Türkiye Yüzyılı’nın ilk orkestra ve korosu
Sabah kaynağından alınan verilere dayanarak, SonTurkHaber.com açıklama yapıyor.
A Para'da yayınlanan Biz Bize programı bu hafta Cumhurbaşkanlığı Çocuk Orkestrası ve Korosu projesinin mimarları Cumhurbaşkanı Başdanışmanı ve Cumhurbaşkanlığı Kültür Sanat Politikaları Kurulu Üyesi Fecir Alptekin, Ankara Müzik ve Güzel Sanatlar Üniversitesi Rektör Yardımcısı Prof. Dr. Zafer Kurtaslan ve Devlet Opera ve Balesi Solist Sanatçısı ve Çocuk Korosu Birimi Koordinatörü Hülya Kazan ile Adile filminden Tarık Ündüz ve şarkıcı Beste Açar konuk oldu.
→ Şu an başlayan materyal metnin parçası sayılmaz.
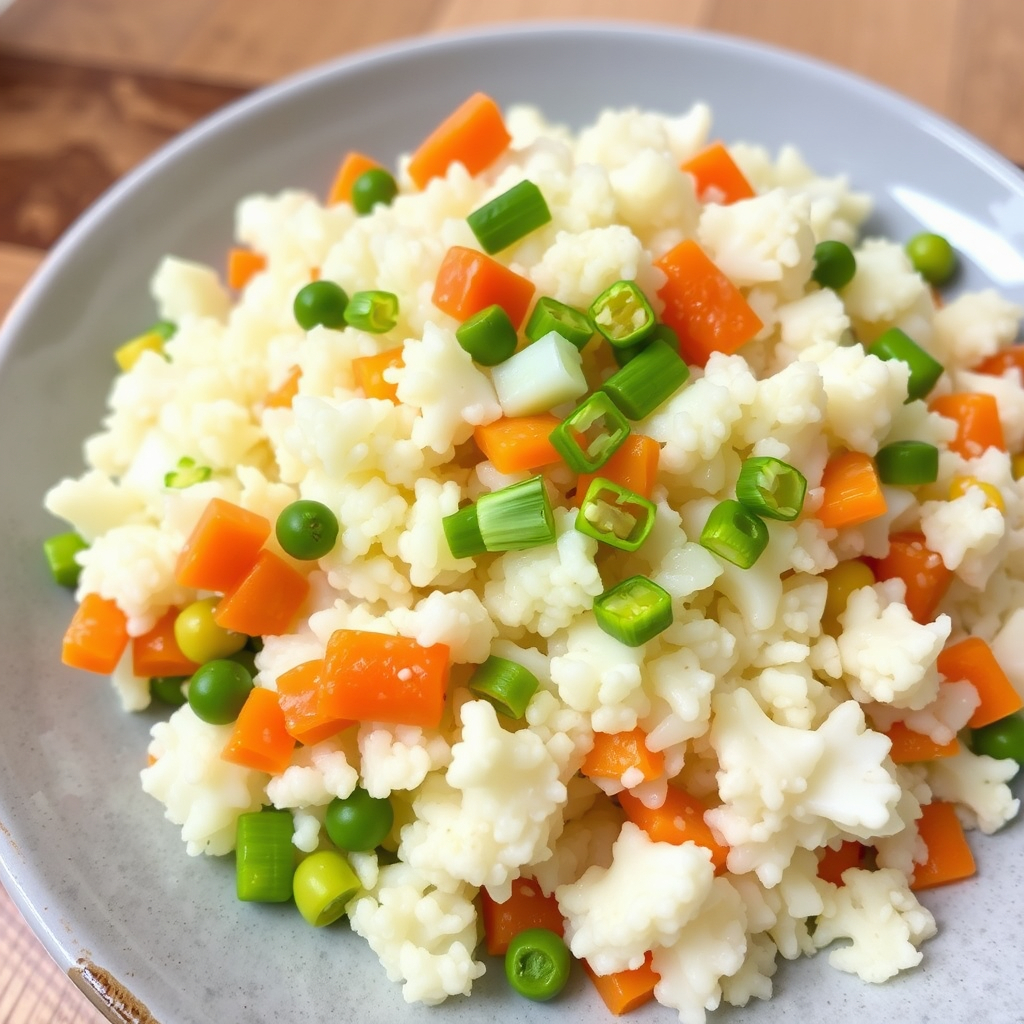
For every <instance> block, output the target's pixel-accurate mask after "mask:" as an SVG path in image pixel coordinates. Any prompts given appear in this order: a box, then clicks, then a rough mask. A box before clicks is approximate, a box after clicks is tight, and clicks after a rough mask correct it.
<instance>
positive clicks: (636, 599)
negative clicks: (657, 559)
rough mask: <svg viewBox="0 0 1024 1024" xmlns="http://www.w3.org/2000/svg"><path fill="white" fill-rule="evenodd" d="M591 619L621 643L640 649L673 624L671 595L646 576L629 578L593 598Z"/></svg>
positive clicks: (638, 575) (662, 588) (637, 576)
mask: <svg viewBox="0 0 1024 1024" xmlns="http://www.w3.org/2000/svg"><path fill="white" fill-rule="evenodd" d="M594 617H595V618H596V620H597V625H598V626H600V627H601V629H602V630H604V632H605V633H607V634H608V635H609V636H612V637H614V638H615V639H616V640H617V641H618V642H620V643H624V644H626V646H627V647H639V646H640V645H641V644H645V643H646V642H647V641H648V640H652V639H653V638H654V637H656V636H657V635H658V633H660V632H662V631H663V630H667V629H668V628H669V627H670V626H671V625H672V595H670V594H669V592H668V591H667V590H665V589H663V588H662V587H658V585H657V584H656V583H654V582H653V581H652V580H648V579H647V578H646V577H642V575H635V577H630V579H629V580H624V581H623V582H622V583H620V584H615V586H614V587H612V588H611V589H610V590H606V591H605V592H604V593H603V594H601V595H600V596H599V597H596V598H595V599H594Z"/></svg>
FECİR ALPTEKİN 23 Nisan'da ilk konserimizi yaptık ama çok uzun bir hazırlık süreci geçirdik. Milli Eğitim Bakanlığı, Kültür ve Turizm Bakanlığı, Aile ve Sosyal Hizmetler Bakanlığı, Gençlik ve Spor Bakanlığı, Ankara Müzik ve Güzel Sanatlar Üniversitesi ve Hacettepe Üniversitesi Ankara Devlet Konservatuarı ile Güzel Sanatlar olmak üzere 2024 yılının bahar aylarında Cumhurbaşkanlığı çatısı altında bir hayale giriştik. Daha önce hiç yapılmayan bir model olduğu için hazırlık sürecimiz uzun ve titiz sürdü. Ankara İl Milli Eğitim Genel Müdürlüğü tarafından yapılan duyuruya 138 okuldan 8-13 yaş arası bine yakın başvuru geldi. 28 eğitim üyesi tarafından kapsamlı kriterler sonunda 250 çocuk seçilerek koro ve orkestramızı kurduk.
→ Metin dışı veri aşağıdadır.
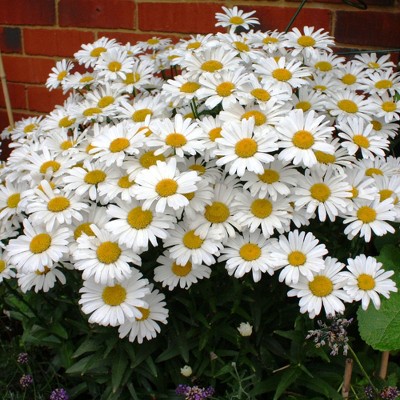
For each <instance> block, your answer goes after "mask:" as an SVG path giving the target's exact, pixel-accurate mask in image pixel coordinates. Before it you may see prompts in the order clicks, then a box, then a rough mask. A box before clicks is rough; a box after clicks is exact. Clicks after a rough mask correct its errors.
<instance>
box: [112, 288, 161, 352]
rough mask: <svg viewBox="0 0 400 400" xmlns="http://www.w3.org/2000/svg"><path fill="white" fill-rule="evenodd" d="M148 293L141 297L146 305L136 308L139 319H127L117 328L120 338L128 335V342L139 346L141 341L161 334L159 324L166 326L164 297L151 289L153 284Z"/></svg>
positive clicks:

Bu işin ilk startı aslında Emine Erdoğan Hanımefendi ile verildi. Yetenekli çocukların bulunması, müzik eğitimini herkes için erişilebilir kılmak ve müziğin iyileştirici gücünü kapsayan bir hayali vardı Hanımefendi'nin. Sonrasında Sayın Cumhurbaşkanımızın da yüksek tensipleriyle hayata geçti bu proje. Onlardan alığımız ilhamla 30 Kasım 2024'te kurslarımız başladı. Geleneksel müziğimizi yaşatmak hedef olduğu için ud, ney, kemençe, kanun, klarnet gibi enstrümanları dâhil ederek, TSM, THM ve popüler müziği kapsayan bir eğitim süreci başlattık. İlk konserimizi 23 Nisan'da Cumhurbaşkanlığı Külliyesi'nde yaptık. Sayın Cumhurbaşkanımız ve Hanımefendi başta olmak üzere devlet erkânının katıldığı konserde ilk kez sahneye çıktılar. Zengin repertuvarla şahane, başarılı bir konser oldu. Kusursuz ve çok profesyoneldi. Cumhurbaşkanımız ve Hanımefendi de çok beğendiler.
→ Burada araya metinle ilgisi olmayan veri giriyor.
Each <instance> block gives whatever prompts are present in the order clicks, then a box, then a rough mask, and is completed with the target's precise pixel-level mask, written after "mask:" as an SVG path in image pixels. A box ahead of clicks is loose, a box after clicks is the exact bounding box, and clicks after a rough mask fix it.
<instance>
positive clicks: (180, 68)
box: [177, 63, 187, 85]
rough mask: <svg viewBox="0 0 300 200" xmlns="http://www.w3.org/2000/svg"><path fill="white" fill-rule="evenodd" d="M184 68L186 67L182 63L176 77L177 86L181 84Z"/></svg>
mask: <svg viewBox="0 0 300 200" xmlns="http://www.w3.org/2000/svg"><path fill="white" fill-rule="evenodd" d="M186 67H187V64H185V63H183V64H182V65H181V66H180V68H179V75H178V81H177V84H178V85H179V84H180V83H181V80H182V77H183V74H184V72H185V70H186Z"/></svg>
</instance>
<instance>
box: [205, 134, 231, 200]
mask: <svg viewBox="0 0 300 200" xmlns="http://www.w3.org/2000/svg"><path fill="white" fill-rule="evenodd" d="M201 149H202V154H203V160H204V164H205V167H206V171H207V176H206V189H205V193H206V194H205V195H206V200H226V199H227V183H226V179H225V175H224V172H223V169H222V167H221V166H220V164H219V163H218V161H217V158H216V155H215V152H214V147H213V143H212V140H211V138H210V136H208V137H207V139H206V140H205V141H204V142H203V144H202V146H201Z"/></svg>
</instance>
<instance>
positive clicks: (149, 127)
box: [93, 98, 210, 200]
Çocuklardan ve ebeveynlerden de çok büyük ilgi gördü bu proje. Bize 'Yeni seçmeler ne zaman?' diye soruyorlar. Bu sene yeniden seçmeler olacak.
Cumhurbaşkanlığı adıyla bu düzeyde müzikal bir orkestra ve koronun kurulması tarihi önem taşıyan bir durum. O yüzden Türkiye Yüzyılı'nın ilk orkestrası ve korosu diyoruz.
HÜLYA KAZAN
BİR VERİP BİN ALDIK
Çok çabaladık. Büyük gayret gösterdik. Son resmi önceden gördük, oraya adım adım taşımak gerekiyordu. Sesimizin soluğumuzun kısıldığı anlar, bazı akşamlar hüngür hüngür ağladığım oldu. İnsan yorgunluktan ağlar mı, ağladım gerçekten. Başladıkları noktaya son andaki yer arasında büyük fark var. Bir verip bin aldık. Sanatın gücü de burada, çocuklar da bunun farkında. Bir araya gelip sadece şarkı söyleyen çocuklar olarak görmedik onları. Birbirlerini sayıp seven, birlikte hareket edebilen, ekip hissi yaşayan grup oluşturmaktı amaç. Güzel bir bağ kurduk. Şarkı söyleyebilmek için önce samimi sonra cesur olmalısınız. Sahnede durabilmek bile çok önemli. Onların öğrenebilme hızlarına inanamıyorum. Çok hevesliler sadece tecrübeleri eksik. Onlar geleceğimiz, tüm gücümüzle onlara katkı sağlamalıyız.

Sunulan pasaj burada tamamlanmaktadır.